Veggie Calzones - reposted properly.

I bought premade whole wheat pizza dough for my base. You set it on the counter while you are slicing up the veggies. Also preheat the oven. When you are baking anything it is SO important to preheat the oven, otherwise, things will burn on the outside and be raw on the inside. Such a rookie mistake I've made myself, and watched other new cooks make.

Salad:
Boston lettuce
black olives

Light Northern Italian basil and romano dressing.
This stuff has things in it I don't like...high fructose corn syrup and vegetable oil, but it only has 5 grams of fat and is mostly vinegar. It is fantastic!
honey roasted almonds

Calzones:
oven-roasted red peppers and broccoli (the broccoli didn't turn out well, I would do this part differently, though it added an interesting smokey flavor)
baby bella mushrooms sauteed in olive oil with minced garlic
Italian 5 cheese blend shredded cheese
Basil and garlic marinara from Trader Joes (so you KNOW it's good!)

You have to stretch and squeeze the dough flat and thin(ish), think 1/2", coat it thinly with olive oil, this keeps the sauce from cooking into the dough and making it weird.

Broil the red peppers (but not the broccoli, because it wasn't great)
put olive oil in a skillet on med-high heat, then add mushrooms. You have to let the oil get hot first or it soaks into the food, rather than crisping it, but not too hot with olive oil, because it burns off fast. Add garlic towards the end, because it will also singe and not taste good if you add it too soon.

In any order, layer your ingredients over half of the dough, then fold it over and pinch the edges. I brushed beaten egg yolk on the tops of mine to keep the crust moist inside. It creates a kind of shell on the outside.

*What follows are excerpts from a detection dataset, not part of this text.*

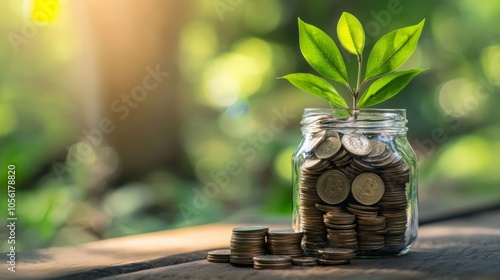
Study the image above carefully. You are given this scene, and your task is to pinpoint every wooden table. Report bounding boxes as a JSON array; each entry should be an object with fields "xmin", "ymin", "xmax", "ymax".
[{"xmin": 0, "ymin": 210, "xmax": 500, "ymax": 280}]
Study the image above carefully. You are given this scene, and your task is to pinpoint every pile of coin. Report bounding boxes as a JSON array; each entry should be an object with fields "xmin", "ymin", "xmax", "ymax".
[
  {"xmin": 324, "ymin": 211, "xmax": 358, "ymax": 249},
  {"xmin": 253, "ymin": 255, "xmax": 292, "ymax": 269},
  {"xmin": 299, "ymin": 115, "xmax": 410, "ymax": 255},
  {"xmin": 357, "ymin": 216, "xmax": 386, "ymax": 251},
  {"xmin": 267, "ymin": 229, "xmax": 304, "ymax": 257},
  {"xmin": 292, "ymin": 257, "xmax": 318, "ymax": 266},
  {"xmin": 318, "ymin": 248, "xmax": 356, "ymax": 265},
  {"xmin": 299, "ymin": 156, "xmax": 330, "ymax": 255},
  {"xmin": 230, "ymin": 226, "xmax": 269, "ymax": 266},
  {"xmin": 207, "ymin": 249, "xmax": 231, "ymax": 263}
]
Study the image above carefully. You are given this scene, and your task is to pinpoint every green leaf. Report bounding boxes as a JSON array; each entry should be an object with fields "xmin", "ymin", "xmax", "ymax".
[
  {"xmin": 337, "ymin": 12, "xmax": 365, "ymax": 56},
  {"xmin": 358, "ymin": 69, "xmax": 423, "ymax": 108},
  {"xmin": 299, "ymin": 18, "xmax": 347, "ymax": 85},
  {"xmin": 281, "ymin": 73, "xmax": 347, "ymax": 108},
  {"xmin": 365, "ymin": 19, "xmax": 425, "ymax": 80}
]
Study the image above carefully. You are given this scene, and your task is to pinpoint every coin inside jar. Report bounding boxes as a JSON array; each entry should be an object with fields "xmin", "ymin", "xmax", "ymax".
[
  {"xmin": 342, "ymin": 133, "xmax": 372, "ymax": 156},
  {"xmin": 314, "ymin": 137, "xmax": 342, "ymax": 159},
  {"xmin": 316, "ymin": 170, "xmax": 351, "ymax": 204},
  {"xmin": 352, "ymin": 173, "xmax": 385, "ymax": 205}
]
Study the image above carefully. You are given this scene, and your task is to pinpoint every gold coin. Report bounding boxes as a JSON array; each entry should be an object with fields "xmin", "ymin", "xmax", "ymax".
[
  {"xmin": 352, "ymin": 173, "xmax": 385, "ymax": 205},
  {"xmin": 314, "ymin": 137, "xmax": 342, "ymax": 159},
  {"xmin": 316, "ymin": 170, "xmax": 351, "ymax": 204},
  {"xmin": 342, "ymin": 133, "xmax": 372, "ymax": 156},
  {"xmin": 368, "ymin": 140, "xmax": 385, "ymax": 157},
  {"xmin": 306, "ymin": 130, "xmax": 326, "ymax": 152}
]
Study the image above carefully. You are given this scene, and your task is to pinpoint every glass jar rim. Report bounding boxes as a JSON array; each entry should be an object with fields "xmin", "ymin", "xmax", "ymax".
[
  {"xmin": 301, "ymin": 108, "xmax": 408, "ymax": 134},
  {"xmin": 304, "ymin": 108, "xmax": 406, "ymax": 113}
]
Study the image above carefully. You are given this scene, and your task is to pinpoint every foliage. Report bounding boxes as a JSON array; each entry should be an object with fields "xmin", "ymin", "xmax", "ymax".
[{"xmin": 283, "ymin": 12, "xmax": 425, "ymax": 109}]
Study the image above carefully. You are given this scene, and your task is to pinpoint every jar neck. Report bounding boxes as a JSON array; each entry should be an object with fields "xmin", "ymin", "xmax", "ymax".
[{"xmin": 301, "ymin": 108, "xmax": 408, "ymax": 135}]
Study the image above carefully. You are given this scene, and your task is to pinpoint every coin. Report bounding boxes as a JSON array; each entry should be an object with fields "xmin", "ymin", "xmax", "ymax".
[
  {"xmin": 233, "ymin": 226, "xmax": 269, "ymax": 234},
  {"xmin": 207, "ymin": 249, "xmax": 231, "ymax": 263},
  {"xmin": 253, "ymin": 255, "xmax": 292, "ymax": 264},
  {"xmin": 316, "ymin": 170, "xmax": 351, "ymax": 204},
  {"xmin": 229, "ymin": 226, "xmax": 269, "ymax": 266},
  {"xmin": 342, "ymin": 133, "xmax": 372, "ymax": 156},
  {"xmin": 352, "ymin": 173, "xmax": 385, "ymax": 205},
  {"xmin": 292, "ymin": 257, "xmax": 318, "ymax": 266},
  {"xmin": 368, "ymin": 140, "xmax": 385, "ymax": 157},
  {"xmin": 267, "ymin": 229, "xmax": 304, "ymax": 257},
  {"xmin": 314, "ymin": 137, "xmax": 342, "ymax": 159},
  {"xmin": 318, "ymin": 259, "xmax": 351, "ymax": 265},
  {"xmin": 306, "ymin": 130, "xmax": 326, "ymax": 152}
]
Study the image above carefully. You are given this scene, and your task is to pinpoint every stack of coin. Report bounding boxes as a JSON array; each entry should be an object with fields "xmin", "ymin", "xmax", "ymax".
[
  {"xmin": 292, "ymin": 257, "xmax": 318, "ymax": 266},
  {"xmin": 324, "ymin": 211, "xmax": 358, "ymax": 249},
  {"xmin": 299, "ymin": 123, "xmax": 410, "ymax": 255},
  {"xmin": 318, "ymin": 248, "xmax": 356, "ymax": 265},
  {"xmin": 267, "ymin": 229, "xmax": 304, "ymax": 257},
  {"xmin": 379, "ymin": 185, "xmax": 408, "ymax": 247},
  {"xmin": 253, "ymin": 255, "xmax": 292, "ymax": 269},
  {"xmin": 230, "ymin": 226, "xmax": 269, "ymax": 266},
  {"xmin": 207, "ymin": 249, "xmax": 231, "ymax": 263},
  {"xmin": 299, "ymin": 156, "xmax": 330, "ymax": 254},
  {"xmin": 357, "ymin": 216, "xmax": 386, "ymax": 251}
]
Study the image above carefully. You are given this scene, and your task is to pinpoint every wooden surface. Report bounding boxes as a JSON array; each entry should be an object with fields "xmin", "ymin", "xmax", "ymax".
[{"xmin": 0, "ymin": 211, "xmax": 500, "ymax": 280}]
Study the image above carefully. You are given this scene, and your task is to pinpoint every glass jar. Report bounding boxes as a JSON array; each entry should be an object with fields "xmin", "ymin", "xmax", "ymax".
[{"xmin": 292, "ymin": 109, "xmax": 418, "ymax": 257}]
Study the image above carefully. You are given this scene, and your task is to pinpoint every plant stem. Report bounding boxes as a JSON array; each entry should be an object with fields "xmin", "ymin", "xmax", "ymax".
[{"xmin": 352, "ymin": 54, "xmax": 363, "ymax": 110}]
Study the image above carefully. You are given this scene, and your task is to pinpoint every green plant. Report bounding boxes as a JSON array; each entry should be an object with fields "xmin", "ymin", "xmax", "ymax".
[{"xmin": 282, "ymin": 12, "xmax": 425, "ymax": 110}]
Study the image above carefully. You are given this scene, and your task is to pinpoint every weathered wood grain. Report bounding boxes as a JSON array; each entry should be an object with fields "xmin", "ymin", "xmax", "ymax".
[{"xmin": 0, "ymin": 211, "xmax": 500, "ymax": 280}]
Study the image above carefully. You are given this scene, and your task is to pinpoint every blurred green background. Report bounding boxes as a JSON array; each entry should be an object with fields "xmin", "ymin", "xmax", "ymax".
[{"xmin": 0, "ymin": 0, "xmax": 500, "ymax": 251}]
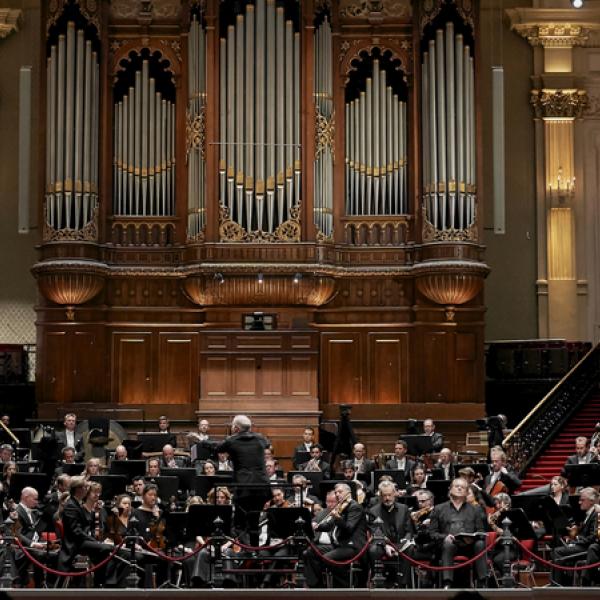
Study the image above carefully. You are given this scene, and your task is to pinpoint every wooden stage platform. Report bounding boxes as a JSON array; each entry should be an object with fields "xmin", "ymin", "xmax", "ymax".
[{"xmin": 0, "ymin": 587, "xmax": 600, "ymax": 600}]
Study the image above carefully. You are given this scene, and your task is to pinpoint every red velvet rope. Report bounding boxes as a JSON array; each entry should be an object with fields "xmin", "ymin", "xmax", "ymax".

Bake according to the instructions on the dough package. I nearly doubled my bake time to account for the ingredients inside, and it didn't burn, it was nice and crispy outside, and soft on the inside.

This meal took approximately 30 minutes with all the prep and cooking. I served salads while the calzones were baking, with red wine, so it felt like it only took about 15 minutes. Serve calzones with some sauce for dipping.

This was wonderful! It was Italian, with lots of veggies, and broiling the peppers brings out a sweetness that makes them awesome. I asked my guy for his input, because he had originally wanted onions in his, but he said it didn't need onions. He liked it with the smokey broccoli and everything.